No había escuchado un desprecio tan cerril, con base en el desconocimiento, a un conglomerado diverso de personas que se dedican a tareas no solo necesarias, sino estratégicas. Claro, si queremos que el país se desarrolle, crezca, genere conocimiento, tecnología, bienestar.

¿Puede descalificarse así a un universo complejo, numeroso, diferenciado? ¿Deben meterse a investigadores de muy diferentes disciplinas en un mismo saco? ¿Sabe el Presidente que dependiendo del área de especialidad los académicos trabajan con distintos instrumentos? Habrá quien pase sus días en archivos y bibliotecas, otros en laboratorios, algunos más en el campo y súmele usted. ¿Estará al corriente de que en muchas disciplinas los equipos de trabajo científico remedan a los viejos gremios medievales, puesto que hay maestros, oficiales y aprendices? Una jerarquía basada en el conocimiento. En ese universo hay diferentes capacidades y calidades. Tenemos investigadores de excelencia, buenos, regulares, malos y aún simuladores, y suelen ser sus propios colegas los que los señalan. ¿Para qué necesita un historiador del siglo XIX ir al campo? Ni modo, un astrónomo deberá estar laborando pegado al telescopio. La inmensa mayoría de los científicos normalmente opinan de asuntos ligados a su campo de especialidad, aunque como ciudadanos tienen todo el derecho a expresarse en relación a cualquier materia. Y en efecto, hay quienes opinan de (casi) todo, pero no son precisamente los científicos, sino aquellos que participan en el circuito del debate público, donde destacan los políticos a los que se les dificulta decir simplemente “no sé”.

Lo que preocupa es la descalificación de grandes conjuntos humanos de manera caprichosa. Intranquiliza el mecanismo simplificador, la rutina de pensamiento que de manera mecánica invalida un quehacer complejo y variado. Se trata de un acercamiento prejuiciado (porque es claro que no se le conoce). El prejuicio consiste en atribuir propiedades negativas a comunidades amplias. Esa fórmula reductora de la complejidad es la que activan, por ejemplo, misóginos, homófobos y racistas. En los tres casos a un conjunto enorme de personas se les colocan adjetivos descalificadores: “Las mujeres son”, “los homosexuales son”, “los negros o los indígenas son” (y usted puede agregar los vituperios que le vengan a la mente). Porque cualquiera sabe o debería saber que estamos hablando de grupos extensos en donde hay de todo (en el otro extremo se encuentran los que solo ven en ellos atributos). En ambas operaciones lo que se suprime es la complejidad.

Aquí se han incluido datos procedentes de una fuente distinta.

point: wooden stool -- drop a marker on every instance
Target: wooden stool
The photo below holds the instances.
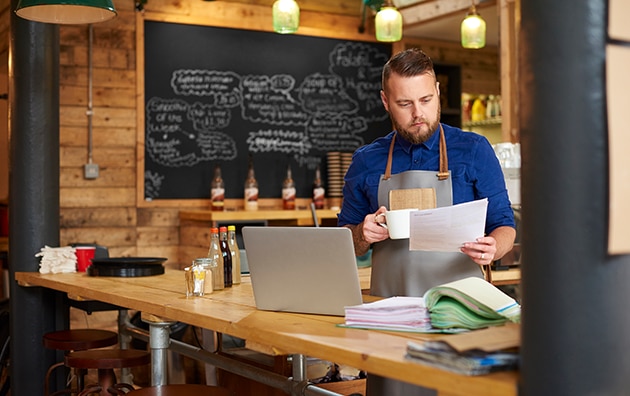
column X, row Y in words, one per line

Por cierto, la misoginia, la homofobia o el racismo no hablan de los grupos humanos a los que se dirige el desprecio, sino de los miedos y rencores de quien los porta y difunde. El problema mayor con esas actitudes es que ofrecen una compensación simbólica. El pobre diablo se ufana, en su discurso y sus poses, de que por lo menos no es “vieja” o “puto”. Es un resarcimiento que visto desde fuera resulta triste y alarmante. Pero quien lo activa siente una recompensa (vil, pero recompensa al fin). Por ello es tan difícil desterrarlos.

Ese afán del gobierno por establecer de manera recurrente grandes bandos, simplificando realidades complicadas, genera y seguirá generando graves problemas. Porque ni la vida, ni la política, ni las relaciones sociales son como al parecer las piensa el titular del Ejecutivo. En sus consejas no existen gradaciones, matices, análisis finos, sino reprobaciones de bulto. Y ello no nos dice nada de la “cosa” a la que alude, sino habla de él.